要旨は「淡路島で在宅診療を行っていた時に, 忘れえない患者さんを診させていただいた. 突然に全く嚥下ができなくなったという. 往診した時には唾液も飲み込めずに洗面器に吐き出していた. 延髄外側の梗塞が原因であったが, 球麻痺以外はWallenberg症候群の症状は何もなく, 睡眠時に中枢性の周期性無呼吸を認めた症例であった. この方は特殊なケースであったが, 嚥下障害を訴える, あるいは家人に指摘される高齢者は非常に多い. その多くは, 原因はわからないが嚥下反射が起こりにくかったり, 遅延が認められたりするケースである. このような嚥下障害患者に対するアプローチは, 専門性や立場によってさまざまであろうが, 本稿では主として嚥下と呼吸の神経生理学の視点から嚥下障害の病態生理と治療法について考察する. 呼吸の中枢パターン生成機構(CPG:Central Pattern Generator)は, 下部脳幹(橋~延髄)に存在する. 」と述べている。
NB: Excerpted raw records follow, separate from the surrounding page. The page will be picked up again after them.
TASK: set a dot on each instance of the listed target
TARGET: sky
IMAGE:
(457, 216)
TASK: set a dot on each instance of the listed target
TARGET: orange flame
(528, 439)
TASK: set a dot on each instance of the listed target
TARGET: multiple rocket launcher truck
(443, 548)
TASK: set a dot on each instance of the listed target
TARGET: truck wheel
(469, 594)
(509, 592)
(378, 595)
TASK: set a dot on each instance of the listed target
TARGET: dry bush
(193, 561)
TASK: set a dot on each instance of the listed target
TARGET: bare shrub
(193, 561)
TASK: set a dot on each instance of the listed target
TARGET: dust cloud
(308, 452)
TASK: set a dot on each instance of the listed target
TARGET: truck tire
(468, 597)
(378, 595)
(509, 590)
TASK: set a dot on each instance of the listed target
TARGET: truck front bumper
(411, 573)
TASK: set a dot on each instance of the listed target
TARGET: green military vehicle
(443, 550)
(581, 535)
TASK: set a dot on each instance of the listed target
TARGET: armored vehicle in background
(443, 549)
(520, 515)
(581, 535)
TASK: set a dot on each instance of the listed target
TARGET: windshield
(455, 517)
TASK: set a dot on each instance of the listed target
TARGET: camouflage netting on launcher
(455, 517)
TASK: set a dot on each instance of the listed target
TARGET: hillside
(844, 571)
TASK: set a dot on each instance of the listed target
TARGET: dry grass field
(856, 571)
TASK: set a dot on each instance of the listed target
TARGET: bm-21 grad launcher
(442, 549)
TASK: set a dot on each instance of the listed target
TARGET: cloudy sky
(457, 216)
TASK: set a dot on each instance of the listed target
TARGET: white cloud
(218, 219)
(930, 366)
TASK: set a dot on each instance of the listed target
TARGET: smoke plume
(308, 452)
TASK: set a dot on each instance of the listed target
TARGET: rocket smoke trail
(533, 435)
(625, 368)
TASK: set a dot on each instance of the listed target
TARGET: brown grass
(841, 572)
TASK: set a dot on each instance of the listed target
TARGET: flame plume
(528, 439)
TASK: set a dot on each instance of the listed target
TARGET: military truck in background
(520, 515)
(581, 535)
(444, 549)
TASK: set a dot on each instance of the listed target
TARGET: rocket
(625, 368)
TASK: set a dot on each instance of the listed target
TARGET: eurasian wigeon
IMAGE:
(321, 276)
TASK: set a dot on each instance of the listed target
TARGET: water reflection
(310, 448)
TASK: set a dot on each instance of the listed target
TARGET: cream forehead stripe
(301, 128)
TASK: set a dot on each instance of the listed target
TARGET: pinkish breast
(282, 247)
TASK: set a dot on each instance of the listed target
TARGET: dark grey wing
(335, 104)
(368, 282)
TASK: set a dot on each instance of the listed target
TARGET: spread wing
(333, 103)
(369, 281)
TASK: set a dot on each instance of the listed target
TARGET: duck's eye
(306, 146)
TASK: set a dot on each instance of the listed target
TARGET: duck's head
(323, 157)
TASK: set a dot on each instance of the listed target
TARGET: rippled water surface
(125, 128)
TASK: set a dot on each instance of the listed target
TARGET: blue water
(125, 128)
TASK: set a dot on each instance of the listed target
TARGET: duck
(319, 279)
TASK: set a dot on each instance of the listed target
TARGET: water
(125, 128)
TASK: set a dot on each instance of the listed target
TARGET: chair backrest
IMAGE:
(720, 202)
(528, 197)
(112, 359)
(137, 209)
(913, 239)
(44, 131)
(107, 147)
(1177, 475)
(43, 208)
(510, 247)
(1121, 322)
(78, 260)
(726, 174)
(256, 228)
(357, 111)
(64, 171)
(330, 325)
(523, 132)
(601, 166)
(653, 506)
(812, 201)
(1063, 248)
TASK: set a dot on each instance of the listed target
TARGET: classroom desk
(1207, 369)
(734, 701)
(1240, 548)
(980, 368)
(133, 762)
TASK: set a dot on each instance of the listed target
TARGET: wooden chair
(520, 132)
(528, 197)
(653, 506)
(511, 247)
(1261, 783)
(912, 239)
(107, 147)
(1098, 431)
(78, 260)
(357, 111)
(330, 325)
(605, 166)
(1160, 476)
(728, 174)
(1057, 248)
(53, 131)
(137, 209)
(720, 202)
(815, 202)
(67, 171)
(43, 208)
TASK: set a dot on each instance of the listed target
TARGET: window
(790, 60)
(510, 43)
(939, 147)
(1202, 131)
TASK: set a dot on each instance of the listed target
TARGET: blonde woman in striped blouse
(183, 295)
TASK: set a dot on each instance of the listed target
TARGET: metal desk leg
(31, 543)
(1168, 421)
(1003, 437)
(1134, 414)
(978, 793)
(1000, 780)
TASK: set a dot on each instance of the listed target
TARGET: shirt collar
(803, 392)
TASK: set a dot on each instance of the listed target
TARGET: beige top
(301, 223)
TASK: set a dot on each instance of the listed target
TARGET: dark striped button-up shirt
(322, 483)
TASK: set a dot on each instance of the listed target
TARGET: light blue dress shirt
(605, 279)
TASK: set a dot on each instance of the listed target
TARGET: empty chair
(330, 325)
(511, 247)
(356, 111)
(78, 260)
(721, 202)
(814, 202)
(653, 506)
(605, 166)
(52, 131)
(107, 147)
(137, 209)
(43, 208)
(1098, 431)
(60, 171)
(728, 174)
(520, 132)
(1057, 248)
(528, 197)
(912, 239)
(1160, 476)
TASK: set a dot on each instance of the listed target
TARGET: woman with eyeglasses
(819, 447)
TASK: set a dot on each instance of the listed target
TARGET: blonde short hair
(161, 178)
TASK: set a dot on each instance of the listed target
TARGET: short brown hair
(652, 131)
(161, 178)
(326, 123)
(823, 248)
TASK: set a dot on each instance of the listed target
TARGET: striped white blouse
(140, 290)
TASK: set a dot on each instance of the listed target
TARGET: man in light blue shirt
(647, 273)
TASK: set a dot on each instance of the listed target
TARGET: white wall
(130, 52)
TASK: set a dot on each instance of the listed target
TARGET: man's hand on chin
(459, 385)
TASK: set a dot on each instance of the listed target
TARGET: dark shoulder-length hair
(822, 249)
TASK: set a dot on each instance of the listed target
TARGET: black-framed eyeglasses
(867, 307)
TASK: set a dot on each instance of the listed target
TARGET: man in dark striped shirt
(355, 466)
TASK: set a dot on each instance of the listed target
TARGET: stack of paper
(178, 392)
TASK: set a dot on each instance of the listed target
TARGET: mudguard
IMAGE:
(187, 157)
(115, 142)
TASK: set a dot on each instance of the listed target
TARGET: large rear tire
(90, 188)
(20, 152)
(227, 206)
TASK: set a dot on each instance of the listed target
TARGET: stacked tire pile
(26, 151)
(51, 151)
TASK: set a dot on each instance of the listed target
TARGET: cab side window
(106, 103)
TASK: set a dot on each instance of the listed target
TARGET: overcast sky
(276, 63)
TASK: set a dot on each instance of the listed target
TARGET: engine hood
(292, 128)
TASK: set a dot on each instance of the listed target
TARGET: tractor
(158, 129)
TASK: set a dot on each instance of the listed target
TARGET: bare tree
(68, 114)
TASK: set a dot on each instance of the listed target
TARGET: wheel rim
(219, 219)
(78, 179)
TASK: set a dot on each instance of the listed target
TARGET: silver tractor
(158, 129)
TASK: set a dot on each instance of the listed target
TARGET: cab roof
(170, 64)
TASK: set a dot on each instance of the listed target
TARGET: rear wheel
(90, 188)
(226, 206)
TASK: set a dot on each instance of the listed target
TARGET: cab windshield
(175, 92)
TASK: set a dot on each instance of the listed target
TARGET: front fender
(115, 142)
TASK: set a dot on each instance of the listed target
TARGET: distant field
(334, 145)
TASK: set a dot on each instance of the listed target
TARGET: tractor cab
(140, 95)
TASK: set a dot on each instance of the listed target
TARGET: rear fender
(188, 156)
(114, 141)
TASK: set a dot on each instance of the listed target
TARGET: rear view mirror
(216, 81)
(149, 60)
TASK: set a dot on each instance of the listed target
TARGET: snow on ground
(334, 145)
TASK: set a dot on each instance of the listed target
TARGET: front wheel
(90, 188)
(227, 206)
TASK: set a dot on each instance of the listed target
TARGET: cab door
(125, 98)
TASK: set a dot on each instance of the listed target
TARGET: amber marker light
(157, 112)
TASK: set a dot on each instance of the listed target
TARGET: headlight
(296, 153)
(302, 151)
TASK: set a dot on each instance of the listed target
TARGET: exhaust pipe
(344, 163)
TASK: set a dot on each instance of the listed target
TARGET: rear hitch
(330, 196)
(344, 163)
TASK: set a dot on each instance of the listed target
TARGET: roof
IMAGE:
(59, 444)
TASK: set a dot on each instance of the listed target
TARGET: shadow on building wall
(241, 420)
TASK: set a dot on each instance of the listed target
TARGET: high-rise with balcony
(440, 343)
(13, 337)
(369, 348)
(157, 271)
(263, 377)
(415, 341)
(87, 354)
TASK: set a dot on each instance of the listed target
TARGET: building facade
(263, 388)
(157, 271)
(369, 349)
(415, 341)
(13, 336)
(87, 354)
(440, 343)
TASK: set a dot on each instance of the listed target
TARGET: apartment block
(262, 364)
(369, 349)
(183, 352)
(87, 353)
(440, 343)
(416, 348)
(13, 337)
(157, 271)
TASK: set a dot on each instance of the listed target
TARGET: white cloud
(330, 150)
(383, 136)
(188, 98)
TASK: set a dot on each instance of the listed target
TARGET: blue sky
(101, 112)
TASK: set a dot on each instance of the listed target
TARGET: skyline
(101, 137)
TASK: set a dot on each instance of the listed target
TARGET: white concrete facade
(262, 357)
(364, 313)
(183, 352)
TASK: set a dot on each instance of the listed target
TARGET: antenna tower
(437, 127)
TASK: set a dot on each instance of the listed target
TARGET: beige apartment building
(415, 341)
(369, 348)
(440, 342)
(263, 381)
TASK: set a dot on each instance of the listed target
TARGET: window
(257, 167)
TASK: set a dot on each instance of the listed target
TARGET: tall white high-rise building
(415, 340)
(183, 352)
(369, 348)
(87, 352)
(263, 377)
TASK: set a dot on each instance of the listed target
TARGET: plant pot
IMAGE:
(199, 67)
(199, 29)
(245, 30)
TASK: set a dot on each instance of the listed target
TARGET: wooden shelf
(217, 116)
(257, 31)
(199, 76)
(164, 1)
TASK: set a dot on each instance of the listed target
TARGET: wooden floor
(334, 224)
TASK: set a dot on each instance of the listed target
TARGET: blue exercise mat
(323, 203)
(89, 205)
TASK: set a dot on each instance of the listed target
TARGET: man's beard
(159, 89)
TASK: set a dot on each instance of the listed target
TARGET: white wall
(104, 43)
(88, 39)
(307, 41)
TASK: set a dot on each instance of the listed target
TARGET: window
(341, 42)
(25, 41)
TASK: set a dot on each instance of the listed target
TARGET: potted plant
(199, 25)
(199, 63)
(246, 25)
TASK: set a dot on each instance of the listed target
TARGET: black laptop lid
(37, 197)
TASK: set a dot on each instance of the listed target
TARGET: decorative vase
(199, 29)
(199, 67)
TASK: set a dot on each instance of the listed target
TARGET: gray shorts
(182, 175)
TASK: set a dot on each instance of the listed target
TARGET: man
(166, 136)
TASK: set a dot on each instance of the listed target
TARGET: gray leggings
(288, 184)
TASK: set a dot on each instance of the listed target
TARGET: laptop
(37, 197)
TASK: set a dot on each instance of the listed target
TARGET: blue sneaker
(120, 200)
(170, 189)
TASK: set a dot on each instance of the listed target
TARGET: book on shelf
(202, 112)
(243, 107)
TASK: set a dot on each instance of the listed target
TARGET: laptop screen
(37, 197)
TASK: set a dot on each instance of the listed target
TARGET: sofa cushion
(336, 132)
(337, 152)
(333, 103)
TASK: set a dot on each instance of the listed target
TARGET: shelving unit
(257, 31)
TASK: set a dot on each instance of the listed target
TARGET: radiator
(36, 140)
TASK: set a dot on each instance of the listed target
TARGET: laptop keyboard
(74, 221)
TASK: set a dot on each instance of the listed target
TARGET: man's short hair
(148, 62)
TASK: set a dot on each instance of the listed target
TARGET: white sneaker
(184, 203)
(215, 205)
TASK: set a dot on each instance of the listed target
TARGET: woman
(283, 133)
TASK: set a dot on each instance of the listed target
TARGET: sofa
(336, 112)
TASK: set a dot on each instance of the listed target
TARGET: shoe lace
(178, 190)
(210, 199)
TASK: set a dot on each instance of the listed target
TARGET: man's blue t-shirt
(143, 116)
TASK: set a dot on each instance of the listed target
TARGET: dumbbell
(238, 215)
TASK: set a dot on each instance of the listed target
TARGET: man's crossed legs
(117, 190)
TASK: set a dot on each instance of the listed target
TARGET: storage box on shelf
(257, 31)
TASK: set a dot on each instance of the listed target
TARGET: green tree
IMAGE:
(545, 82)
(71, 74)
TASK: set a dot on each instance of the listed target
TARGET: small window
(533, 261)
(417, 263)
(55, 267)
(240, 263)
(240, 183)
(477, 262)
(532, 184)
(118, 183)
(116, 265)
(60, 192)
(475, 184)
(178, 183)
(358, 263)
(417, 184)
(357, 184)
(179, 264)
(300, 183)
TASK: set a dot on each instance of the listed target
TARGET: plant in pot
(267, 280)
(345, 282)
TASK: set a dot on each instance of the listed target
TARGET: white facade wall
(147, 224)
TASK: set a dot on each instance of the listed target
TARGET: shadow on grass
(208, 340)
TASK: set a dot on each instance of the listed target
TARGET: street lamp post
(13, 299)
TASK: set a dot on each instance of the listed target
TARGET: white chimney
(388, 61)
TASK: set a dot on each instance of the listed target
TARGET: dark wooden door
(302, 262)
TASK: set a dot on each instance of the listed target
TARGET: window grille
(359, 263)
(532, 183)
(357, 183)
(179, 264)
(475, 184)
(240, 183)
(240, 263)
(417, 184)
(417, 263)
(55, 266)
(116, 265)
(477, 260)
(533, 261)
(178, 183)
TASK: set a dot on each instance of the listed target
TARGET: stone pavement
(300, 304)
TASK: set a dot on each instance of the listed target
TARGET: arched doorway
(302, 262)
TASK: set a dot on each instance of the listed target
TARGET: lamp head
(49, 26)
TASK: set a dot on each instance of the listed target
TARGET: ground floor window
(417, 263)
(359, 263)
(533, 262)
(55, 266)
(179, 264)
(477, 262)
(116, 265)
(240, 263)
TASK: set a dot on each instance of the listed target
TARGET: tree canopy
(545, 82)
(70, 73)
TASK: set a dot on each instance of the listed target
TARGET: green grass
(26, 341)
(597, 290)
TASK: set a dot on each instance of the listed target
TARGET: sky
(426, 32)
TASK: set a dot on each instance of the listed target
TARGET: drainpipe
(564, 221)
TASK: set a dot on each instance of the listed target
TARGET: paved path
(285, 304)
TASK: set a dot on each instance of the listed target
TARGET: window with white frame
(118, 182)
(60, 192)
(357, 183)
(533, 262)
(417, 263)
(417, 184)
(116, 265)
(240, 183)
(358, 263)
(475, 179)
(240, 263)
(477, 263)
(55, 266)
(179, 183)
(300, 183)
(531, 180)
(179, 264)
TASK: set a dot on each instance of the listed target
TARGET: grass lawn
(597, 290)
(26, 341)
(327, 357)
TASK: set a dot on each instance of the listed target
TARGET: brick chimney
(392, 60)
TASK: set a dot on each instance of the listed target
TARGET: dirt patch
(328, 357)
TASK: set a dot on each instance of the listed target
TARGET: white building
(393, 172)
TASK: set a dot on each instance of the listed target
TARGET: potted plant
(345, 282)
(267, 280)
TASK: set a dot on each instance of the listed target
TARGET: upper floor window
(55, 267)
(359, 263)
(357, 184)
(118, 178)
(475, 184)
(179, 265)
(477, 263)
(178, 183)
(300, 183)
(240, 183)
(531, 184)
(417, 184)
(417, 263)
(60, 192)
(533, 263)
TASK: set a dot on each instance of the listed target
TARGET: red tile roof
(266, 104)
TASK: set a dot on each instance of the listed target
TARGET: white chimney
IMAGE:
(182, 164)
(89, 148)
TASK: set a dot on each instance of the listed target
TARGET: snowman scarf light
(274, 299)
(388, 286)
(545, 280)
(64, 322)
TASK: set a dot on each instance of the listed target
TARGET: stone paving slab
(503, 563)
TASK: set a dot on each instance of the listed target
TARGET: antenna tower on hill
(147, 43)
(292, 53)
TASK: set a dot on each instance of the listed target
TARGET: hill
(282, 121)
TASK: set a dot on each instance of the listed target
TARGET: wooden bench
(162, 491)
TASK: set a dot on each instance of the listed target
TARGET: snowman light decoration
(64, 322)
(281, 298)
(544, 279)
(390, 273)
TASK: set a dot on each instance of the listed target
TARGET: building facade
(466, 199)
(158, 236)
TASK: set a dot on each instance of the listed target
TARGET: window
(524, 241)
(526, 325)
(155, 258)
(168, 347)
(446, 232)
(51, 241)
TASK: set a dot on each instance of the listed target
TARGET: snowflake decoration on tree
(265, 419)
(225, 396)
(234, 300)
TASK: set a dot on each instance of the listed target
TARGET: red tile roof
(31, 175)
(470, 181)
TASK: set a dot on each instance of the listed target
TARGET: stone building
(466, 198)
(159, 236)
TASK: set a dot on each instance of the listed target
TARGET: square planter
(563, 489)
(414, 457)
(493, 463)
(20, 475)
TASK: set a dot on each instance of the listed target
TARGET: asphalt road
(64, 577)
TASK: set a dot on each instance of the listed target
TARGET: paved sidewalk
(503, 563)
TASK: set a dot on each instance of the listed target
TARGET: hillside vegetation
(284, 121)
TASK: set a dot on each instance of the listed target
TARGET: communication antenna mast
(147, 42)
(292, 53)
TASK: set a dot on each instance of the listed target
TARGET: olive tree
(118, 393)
 文中で、「大脳皮質嚥下関連領域の活性化は、嚥下閾値を下げて嚥下を促通させる方向に働くものと考えられる。」と述べている。ということは大脳皮質が嚥下CPGと組み合わせて嚥下活動を行っていると考えられる。そのため、大脳皮質嚥下関連領域の活性化も併せて行う必要があり、今後は具体的方法が求められる。
大がかりな機械に頼らない、一般病院でも可能な大脳皮質関連領域の賦活化方法として、刺激物の使用や座位、立位姿勢への変更などが考えられるが、まだ分からないことが多い。しかし、考慮として、同じ体位の持続は脳活動の賦活化につながらないため、介入最初に何らかの姿勢変更は行うことは有効と考えられた。